All of the additional python files in this repository facilitate hardware-software interaction on the physical raivBox device.

In addition to the master's thesis document, the assets/ folder contains the custom printed circuit board (PCB) zip file and the three stl files needed to 3D-print the raivBox housing components, as well as a few pictures and renders.

raivBox software architecture

To replicate the basic functionality of this project, you will need:

• 1x NVIDIA Jetson Nano 2GB Embedded Development Kit

• 1x micro SD card (32GB+)

• 1x compatible USB-C power supply (https://www.canakit.com/raspberry-pi-4-power-supply.html)

• 1x Sabrent USB audio adapter (https://www.sabrent.com/product/AU-EMCB/usb-aluminum-external-stereo-sound-adapter-black/)
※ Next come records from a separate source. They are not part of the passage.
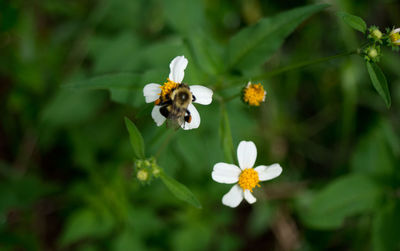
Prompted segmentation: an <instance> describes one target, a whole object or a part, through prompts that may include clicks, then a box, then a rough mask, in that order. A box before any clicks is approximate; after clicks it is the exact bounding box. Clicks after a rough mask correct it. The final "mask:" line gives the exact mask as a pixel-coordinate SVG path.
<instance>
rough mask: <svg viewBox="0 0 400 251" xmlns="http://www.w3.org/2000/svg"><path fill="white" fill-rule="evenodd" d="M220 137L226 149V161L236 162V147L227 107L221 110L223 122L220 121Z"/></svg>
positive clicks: (224, 147)
mask: <svg viewBox="0 0 400 251" xmlns="http://www.w3.org/2000/svg"><path fill="white" fill-rule="evenodd" d="M219 133H220V138H221V145H222V149H223V151H224V157H225V161H226V162H227V163H234V158H233V156H234V154H235V149H234V146H233V141H232V134H231V127H230V125H229V118H228V113H227V112H226V110H225V108H222V110H221V122H220V131H219Z"/></svg>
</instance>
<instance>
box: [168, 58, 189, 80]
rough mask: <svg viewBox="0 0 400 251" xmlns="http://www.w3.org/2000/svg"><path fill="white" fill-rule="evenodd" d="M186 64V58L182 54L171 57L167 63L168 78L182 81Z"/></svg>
mask: <svg viewBox="0 0 400 251" xmlns="http://www.w3.org/2000/svg"><path fill="white" fill-rule="evenodd" d="M187 64H188V60H187V59H186V58H185V56H183V55H182V56H177V57H175V58H174V59H172V61H171V63H170V64H169V69H170V73H169V79H170V80H172V81H174V82H175V83H182V80H183V77H184V76H185V69H186V66H187Z"/></svg>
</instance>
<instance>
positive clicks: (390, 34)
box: [390, 32, 400, 44]
mask: <svg viewBox="0 0 400 251" xmlns="http://www.w3.org/2000/svg"><path fill="white" fill-rule="evenodd" d="M390 40H391V41H392V42H393V43H395V42H396V41H398V40H400V34H399V33H397V32H396V33H392V34H390ZM396 44H400V43H399V42H397V43H396Z"/></svg>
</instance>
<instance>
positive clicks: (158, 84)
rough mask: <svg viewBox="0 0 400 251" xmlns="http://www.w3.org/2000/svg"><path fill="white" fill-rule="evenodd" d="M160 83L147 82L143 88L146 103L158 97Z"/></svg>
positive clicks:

• 1x 3.5mm microphone (https://www.bhphotovideo.com/c/product/1632609-REG/boya_by_um4_3_5mm_mini_flexible_lavalier.html)

For the optional housing and hardware control interface, you will also need:

• Access to a capable 3D-printer or 3D-printing service for the .stl files in the assets/ folder

• Custom PCB manufacturing for assets/raivBox_pcb.zip

• 1x Adafruit PiOLED display (https://www.adafruit.com/product/3527)

• 1x compatible fan with hardware (https://smile.amazon.com/dp/B07YFDCGQV/ref=cm_sw_em_r_mt_dp_BDKKRKYSQ2KYJ76BYARS)

• 2x 2-pin 30mm arcade buttons (https://smile.amazon.com/gp/product/B005BZ421M/ref=ppx_yo_dt_b_search_asin_title?ie=UTF8&psc=1)

• 3x 10kΩ potentiometers (https://smile.amazon.com/gp/product/B07B64MWRF/ref=ppx_yo_dt_b_search_asin_title?ie=UTF8&psc=1)

• 3x standard 2-pin 5mm LEDs

• 1x MCP-3008 ADC IC chip

• 3x 220Ω resistors

• 2x 1kΩ resistors

• Plenty of M2.5 standoffs (https://smile.amazon.com/gp/product/B075K3QBMX/ref=ppx_yo_dt_b_search_asin_title?ie=UTF8&psc=1)

• Plenty of insulated wire (~28 gauge)

• Basic soldering tools and know-how

• 40-pin stacking header kit for PCB attachment

• 1x INIU USB-C power bank (https://smile.amazon.com/gp/product/B07CZDXDG8/ref=ppx_yo_dt_b_search_asin_title?ie=UTF8&psc=1)

• 1x short USB-C male to USB-C male cable

raivBox product

Disclaimer:

It should be noted that this project commenced in late 2020 and the bulk of the development occurred in early 2021. The literature review, comparisons, and aspects of the evaluation methodology are limited by the time and labor constraints of the master's thesis process, and would benefit from a thorough update and revision. Many recent developments in this field are relevant to improving this work, and should not be overlooked by others interested in this topic.